The final step was obtaining the display board and putting all aspects of their research together to present to a small panel of judges during the World History Fair.
“Now we’re in the phase where we’ve talked a lot about presentation – how to present yourself, how to shake hands how to meet someone,” explained Frederick. “This prepares them for life as far as interviewing and knowing how to meet someone for the first time and make a good impression. We try to bring teachers in that they don’t know. I know that’s intimidating for them and they’ve nervous, but they do amazingly well.”
Freshman Jenna Messner said she was initially nervous giving her presentation, but once she remembered to slow down and smile she was able to relax. Messner chose WWII extermination camps as her topic.
“I’m so in love with learning about wars and the little things that were put together to make it one big issue for the whole world,” she said. “And just how one man, Hitler, can come through and take up a whole nation and make them all believe he’s right and war is good, and use the loss of WWI and convince them the Jews are bad.”
Messner said the most challenging part of her project was keeping the word count to 500 words or less. Her classmate Travis Nedrow, whose project was about the Warsaw Ghetto, said he felt similarly.
“There’s so much I could’ve included in this but we had to keep it under 500 words, I would’ve loved to include so much more information,” said Nedrow.
Nedrow said he picked the Warsaw Ghetto as his topic because of his interest in WWII.
“I can’t hardly believe something as terrible as this could happen just in the last 100 years, this seems like something that wouldn’t happen in modern times and it’s hard to believe it actually did,” he said.

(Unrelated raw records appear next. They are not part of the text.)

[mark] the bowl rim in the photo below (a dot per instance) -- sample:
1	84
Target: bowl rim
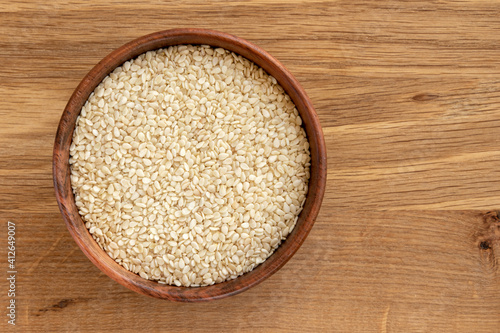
61	167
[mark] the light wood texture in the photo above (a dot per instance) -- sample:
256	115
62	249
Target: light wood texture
408	94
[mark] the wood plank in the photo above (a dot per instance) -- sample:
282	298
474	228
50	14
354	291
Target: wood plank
408	94
357	271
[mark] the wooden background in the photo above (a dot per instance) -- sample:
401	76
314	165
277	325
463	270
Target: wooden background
408	93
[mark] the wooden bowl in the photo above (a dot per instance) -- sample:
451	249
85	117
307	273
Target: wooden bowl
66	200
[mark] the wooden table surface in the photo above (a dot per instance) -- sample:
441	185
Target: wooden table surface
408	94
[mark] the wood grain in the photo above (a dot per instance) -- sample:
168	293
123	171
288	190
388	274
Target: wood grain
408	94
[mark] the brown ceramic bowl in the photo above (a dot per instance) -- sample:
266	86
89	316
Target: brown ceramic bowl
61	168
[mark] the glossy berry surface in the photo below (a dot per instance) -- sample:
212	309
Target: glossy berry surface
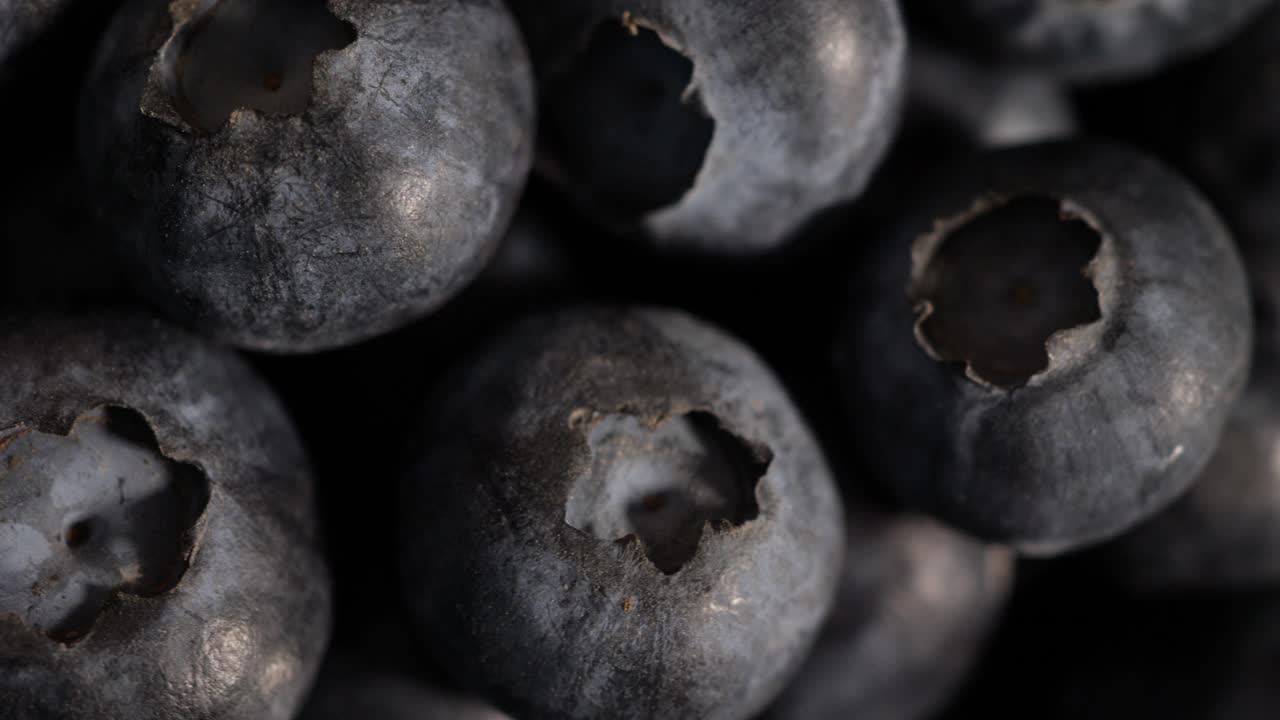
307	194
714	127
158	538
1077	387
653	529
1225	532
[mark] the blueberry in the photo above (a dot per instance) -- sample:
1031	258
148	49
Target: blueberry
1087	40
717	126
291	176
1225	532
983	105
914	607
1047	347
351	686
617	513
1226	140
158	538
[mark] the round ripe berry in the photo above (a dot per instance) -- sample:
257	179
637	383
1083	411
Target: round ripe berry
1225	532
714	126
649	528
1046	350
158	540
295	176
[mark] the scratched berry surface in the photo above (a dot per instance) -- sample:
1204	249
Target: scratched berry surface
485	359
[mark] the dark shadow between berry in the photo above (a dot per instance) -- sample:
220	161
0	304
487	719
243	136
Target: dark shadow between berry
1000	283
88	515
246	54
624	121
666	486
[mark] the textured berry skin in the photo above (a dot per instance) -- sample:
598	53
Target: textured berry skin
24	21
914	607
1088	41
804	99
242	630
369	209
1225	532
1129	408
553	621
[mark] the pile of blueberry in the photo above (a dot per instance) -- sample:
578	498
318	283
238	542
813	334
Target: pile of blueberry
809	359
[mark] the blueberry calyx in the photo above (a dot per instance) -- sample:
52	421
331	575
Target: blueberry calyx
224	57
90	515
997	286
664	484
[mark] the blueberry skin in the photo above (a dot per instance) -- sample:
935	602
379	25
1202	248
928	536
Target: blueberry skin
1225	532
804	99
1092	41
983	105
242	632
552	621
24	21
293	233
350	688
1129	408
914	607
1226	141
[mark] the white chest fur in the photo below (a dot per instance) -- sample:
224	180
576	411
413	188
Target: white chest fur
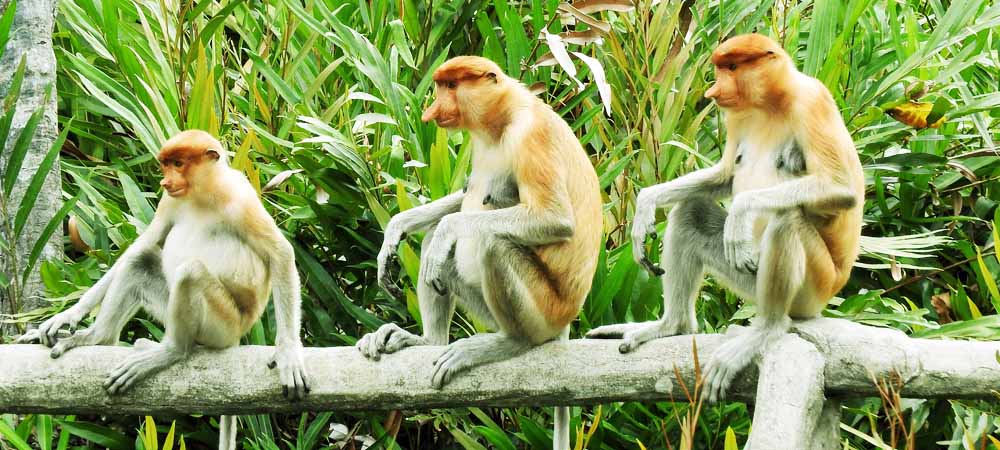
222	248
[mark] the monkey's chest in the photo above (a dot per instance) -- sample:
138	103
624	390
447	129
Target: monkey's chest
482	193
223	249
764	166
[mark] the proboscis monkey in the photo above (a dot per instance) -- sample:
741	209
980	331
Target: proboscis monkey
525	232
204	268
790	236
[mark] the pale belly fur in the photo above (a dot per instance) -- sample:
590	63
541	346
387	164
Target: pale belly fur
223	252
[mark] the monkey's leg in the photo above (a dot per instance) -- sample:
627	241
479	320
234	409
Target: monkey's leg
780	279
139	282
692	243
513	286
436	310
200	310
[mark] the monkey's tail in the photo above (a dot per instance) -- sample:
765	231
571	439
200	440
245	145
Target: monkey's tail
560	430
227	432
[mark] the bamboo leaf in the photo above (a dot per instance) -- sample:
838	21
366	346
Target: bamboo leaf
37	180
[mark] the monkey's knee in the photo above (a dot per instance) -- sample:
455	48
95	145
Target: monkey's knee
189	273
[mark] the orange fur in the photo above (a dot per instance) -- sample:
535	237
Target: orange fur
766	98
555	178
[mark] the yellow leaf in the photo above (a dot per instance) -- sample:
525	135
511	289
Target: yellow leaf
914	114
731	439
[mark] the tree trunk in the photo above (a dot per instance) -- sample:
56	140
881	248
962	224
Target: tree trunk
31	38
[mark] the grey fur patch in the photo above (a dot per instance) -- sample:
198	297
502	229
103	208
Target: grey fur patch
503	192
791	159
148	262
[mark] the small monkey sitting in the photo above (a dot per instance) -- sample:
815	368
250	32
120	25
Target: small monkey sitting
204	268
518	247
790	236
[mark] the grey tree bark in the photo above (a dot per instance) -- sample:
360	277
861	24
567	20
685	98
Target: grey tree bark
31	38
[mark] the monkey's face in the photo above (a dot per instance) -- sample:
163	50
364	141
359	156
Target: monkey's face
444	110
747	67
175	177
183	168
725	91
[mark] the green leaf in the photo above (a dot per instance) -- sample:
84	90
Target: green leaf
43	238
43	431
467	442
5	22
37	180
96	434
12	437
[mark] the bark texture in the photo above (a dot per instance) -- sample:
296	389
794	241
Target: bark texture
31	38
558	373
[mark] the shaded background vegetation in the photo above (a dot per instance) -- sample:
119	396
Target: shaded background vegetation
319	101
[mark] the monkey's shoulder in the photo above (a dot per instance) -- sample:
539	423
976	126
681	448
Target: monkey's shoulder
785	159
492	191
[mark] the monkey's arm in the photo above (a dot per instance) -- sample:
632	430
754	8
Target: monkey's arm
409	221
714	182
154	235
520	224
813	192
287	295
816	193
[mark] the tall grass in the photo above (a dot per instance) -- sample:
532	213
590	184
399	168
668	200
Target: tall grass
321	99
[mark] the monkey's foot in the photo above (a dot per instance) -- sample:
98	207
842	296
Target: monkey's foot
635	334
389	338
143	344
734	355
80	338
473	351
139	366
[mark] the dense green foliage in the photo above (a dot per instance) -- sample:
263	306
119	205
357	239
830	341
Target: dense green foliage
320	103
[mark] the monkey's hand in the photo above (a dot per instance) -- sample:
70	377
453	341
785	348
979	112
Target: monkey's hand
737	237
643	227
433	258
47	333
291	370
388	262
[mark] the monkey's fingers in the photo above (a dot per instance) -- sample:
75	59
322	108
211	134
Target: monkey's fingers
439	287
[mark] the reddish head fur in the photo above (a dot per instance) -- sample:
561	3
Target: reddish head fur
181	155
465	68
751	71
744	49
471	93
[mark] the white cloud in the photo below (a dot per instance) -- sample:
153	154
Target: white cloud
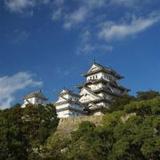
9	85
113	31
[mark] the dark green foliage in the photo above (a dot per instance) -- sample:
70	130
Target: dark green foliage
133	133
120	102
141	95
22	131
130	131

Nedrow also noted he was initially nervous in giving his presentation and had to remember not to read from his board too often. Messner said it helped her to remember the judges are also interested in learning about the project, and to keep things interesting.
“Then time flies and you realize you talked for 10 minutes instead of five,” she said with a laugh. “It’s actually pretty fun to learn something and become the expert and to tell others about it.”
Both Morris and Frederick said this year’s freshmen have exceeded their expectations for the projects and presentations. After completing a process paper describing their process throughout the entire project and tallying the judges’ and peer judging scores, prizes will be given away sometime next week.
“We’ve been pleasantly surprised with what they’ve been able to do this year,” said Morris. “Some kids who maybe struggle with the written test aspects we might have in class come out here and excel with this area. They get creative and they’re able to talk, so I think it gives those kids a chance to show what they can do. They’ve really taken that and run with it.”